If your budget is over $600K…
Melbourne Hume and Frankston LGAs for houses. Two of the few outer-Melbourne LGAs where you can still buy a house under $700K — both sitting on major rail infrastructure (Frankston Line upgrade, Melbourne Airport Rail).
Counter-cyclical Sydney middle-ring units. Sydney's lower-tier is holding up while upper-tier corrects — the spread is wider than at any point this cycle. Well-located unit markets (Bankstown, Campbelltown, Penrith) where credit can still reach.
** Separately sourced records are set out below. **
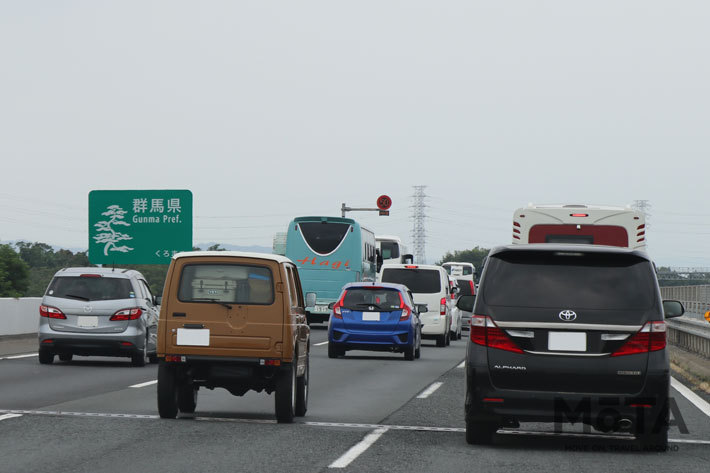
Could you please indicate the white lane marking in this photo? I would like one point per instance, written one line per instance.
(17, 357)
(147, 383)
(696, 400)
(358, 449)
(9, 416)
(418, 428)
(430, 390)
Established regional cities with structural catalysts. Hospitals expanding, university campuses growing, infrastructure being delivered — Bendigo, Ballarat, Gosford. Not mining towns. Not hot money.
Final take — from Nick
I can see why new investors might be panicked right now. This month, the cycle officially turned. Sydney and Melbourne are formally below their peaks. Combined capitals went negative for the first time. The RBA hiked again. The Federal Budget put a clock on negative gearing. And the banks aren't waiting for 2027 — they're tightening serviceability right now. Yes, I'm sitting on more debt than most Australian households, so I'm feeling every basis point of this alongside you.
But here's what the news won't tell you. Rents are up +5.9% annually. Vacancy is at 1.5% — record-low territory. Yields are repairing for the first time in years. The Sydney and Melbourne corrections are creating entry points that didn't exist 12 months ago. Lower-quartile markets are outperforming everywhere except the ACT — because borrowing capacity is being forced down-market, and there's a long runway left in that trade.
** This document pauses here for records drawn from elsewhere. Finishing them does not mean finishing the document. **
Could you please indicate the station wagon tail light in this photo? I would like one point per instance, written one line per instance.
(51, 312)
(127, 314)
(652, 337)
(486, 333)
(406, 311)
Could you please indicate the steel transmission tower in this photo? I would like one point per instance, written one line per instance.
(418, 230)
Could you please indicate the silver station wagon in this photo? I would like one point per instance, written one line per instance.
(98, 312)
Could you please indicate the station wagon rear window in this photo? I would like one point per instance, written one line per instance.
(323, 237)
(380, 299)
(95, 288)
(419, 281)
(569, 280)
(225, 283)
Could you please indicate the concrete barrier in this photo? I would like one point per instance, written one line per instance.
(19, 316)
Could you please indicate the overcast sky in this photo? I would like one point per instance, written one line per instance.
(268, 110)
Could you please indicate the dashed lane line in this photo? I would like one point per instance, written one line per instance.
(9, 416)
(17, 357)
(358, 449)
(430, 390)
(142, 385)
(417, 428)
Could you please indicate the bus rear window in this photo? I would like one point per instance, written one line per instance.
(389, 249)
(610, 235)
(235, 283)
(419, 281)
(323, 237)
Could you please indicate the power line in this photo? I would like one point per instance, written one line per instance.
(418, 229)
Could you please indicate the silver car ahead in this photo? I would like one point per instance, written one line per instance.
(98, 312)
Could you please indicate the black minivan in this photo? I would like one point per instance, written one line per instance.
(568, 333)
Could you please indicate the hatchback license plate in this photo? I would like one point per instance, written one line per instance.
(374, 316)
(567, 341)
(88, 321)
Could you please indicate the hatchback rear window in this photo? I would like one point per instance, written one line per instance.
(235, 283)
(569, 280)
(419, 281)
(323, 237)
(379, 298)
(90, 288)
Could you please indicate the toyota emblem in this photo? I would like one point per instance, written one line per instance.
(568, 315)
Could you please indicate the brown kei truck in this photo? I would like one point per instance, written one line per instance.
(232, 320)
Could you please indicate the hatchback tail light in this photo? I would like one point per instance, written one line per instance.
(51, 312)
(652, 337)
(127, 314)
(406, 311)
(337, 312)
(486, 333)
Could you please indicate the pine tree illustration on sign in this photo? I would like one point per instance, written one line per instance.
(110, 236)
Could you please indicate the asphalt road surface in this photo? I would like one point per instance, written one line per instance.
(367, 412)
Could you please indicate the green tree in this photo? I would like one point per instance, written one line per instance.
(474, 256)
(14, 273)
The playbook is sharper now, not different. Stay anchored in numbers. Think counter-cyclical. Buy where fundamentals stack up and credit can still reach — those are two filters now, not one.
Think cheaper, think cashflow, think where the money is being pushed. But don't skip the fundamentals — affordability without demand is just a cheap house in the wrong suburb.
This is the kind of market where good buyers do their best work.